I'm back to a normal schedule finally! No more exotic traveling or tropical diseases (hopefully). I just have about a week and a half left of my internship and then presentations and then we’re done and I can come home! Crazy. Three weeks from today and I’ll be back in America. It’s hard to wrap my head around it.
Things are super busy at the internship because we’re working on a case study of my organization and their experience with an empowerment workshop that was completed by the women. We’re conducting interviews to gain an understanding of their life satisfaction before and after the workshop, as well as any major changes the workshop inspired in their lives. It has been an emotionally draining but incredibly insightful experience and we’ve only conducted three full interviews so far. I am overwhelmed by the information I’m learning from these women and the life experiences they have endured over the years. Most of them have gone through a traumatic family experience, many of them having been disconnected completely from their families or the villages they grew up in. Some of them were betrayed by those closest to them or have had to make difficult decisions to survive such as giving up their own children. But while they share these awful things with us, they also tell us that they are completely satisfied with life and would not change a single thing if they could do it over again.
I am amazed by the strength I see in these women. They are tough enough to sit in a room with an interpreter from the organization and two complete strangers (myself and another research scholar) and share their stories, their traumas, and their hopes and dreams.

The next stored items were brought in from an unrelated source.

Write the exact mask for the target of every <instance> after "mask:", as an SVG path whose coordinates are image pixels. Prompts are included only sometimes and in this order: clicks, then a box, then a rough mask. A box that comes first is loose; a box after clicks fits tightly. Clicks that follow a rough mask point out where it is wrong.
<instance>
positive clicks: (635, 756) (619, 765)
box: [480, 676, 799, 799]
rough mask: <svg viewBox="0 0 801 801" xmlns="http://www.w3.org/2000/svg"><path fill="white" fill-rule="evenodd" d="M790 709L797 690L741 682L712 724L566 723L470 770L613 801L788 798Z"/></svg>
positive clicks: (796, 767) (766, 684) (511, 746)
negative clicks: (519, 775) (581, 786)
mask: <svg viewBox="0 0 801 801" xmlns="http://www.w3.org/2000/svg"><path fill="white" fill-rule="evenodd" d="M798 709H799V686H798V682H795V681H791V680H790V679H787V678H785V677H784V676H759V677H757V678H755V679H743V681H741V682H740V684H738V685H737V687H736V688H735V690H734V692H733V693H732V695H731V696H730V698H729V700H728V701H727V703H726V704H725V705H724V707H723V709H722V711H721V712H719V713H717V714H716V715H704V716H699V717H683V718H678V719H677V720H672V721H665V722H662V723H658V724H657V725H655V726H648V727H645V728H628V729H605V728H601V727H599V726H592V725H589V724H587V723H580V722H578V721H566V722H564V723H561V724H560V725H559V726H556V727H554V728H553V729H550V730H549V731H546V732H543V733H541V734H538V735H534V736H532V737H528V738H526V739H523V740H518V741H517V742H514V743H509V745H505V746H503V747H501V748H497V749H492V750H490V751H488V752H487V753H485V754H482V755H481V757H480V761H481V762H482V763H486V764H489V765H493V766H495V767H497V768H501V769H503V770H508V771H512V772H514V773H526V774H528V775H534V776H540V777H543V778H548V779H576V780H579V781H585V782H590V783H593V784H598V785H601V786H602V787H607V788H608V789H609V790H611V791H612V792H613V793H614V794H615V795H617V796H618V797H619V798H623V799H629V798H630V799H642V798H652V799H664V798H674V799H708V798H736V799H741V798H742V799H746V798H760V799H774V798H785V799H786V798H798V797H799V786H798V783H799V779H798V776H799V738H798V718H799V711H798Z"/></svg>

They also share how they feel about everything they’ve told us. I was surprised but encouraged by how open and willing to share they were. I’m not sure I could share such personal anecdotes with a stranger, never mind a stranger who doesn’t even speak my language. These women are incredible and I am so thankful for the opportunity to get to know them, spend time with them, and learn from them. After getting to know some of them, it means the world to me that I can help them in some way, even if it’s just sharing their stories through our case study and hopefully getting more funding for the organization.
Acting as comic relief for our day of interviews, a couple of the children ran upstairs to harass us before lunch. I was writing something on the computer and all of a sudden there was a tiny Indian boy jumping into my lap and slamming his hands down on the keyboard and then getting distracted before I could do any damage control. Luckily, he didn’t do any serious harm but it was somewhat disorienting watching him dart around the room, playing with things, picking up things and putting them down in new places, and then coming back to poke us and prod our laptops. They were little energizer bunnies and they were absolutely adorable. Then our interpreter came back in and yelled at them to go downstairs and stop bothering us. It was fun while it lasted! Back to work.
I felt exhausted at the end of the day and I still have to type up the notes from our three interviews today which will probably take several more hours. Who knew research could be so much fun?! I know, I know, I'm serving my time in the field. Someday I'll be important enough to send other people into the field and then use their research as my own after telling them how bad it is. Until then, it's going to be a lot of late nights - just me and my computer. It's a shame India has not discovered the benefits of a 24 hour coffee joint.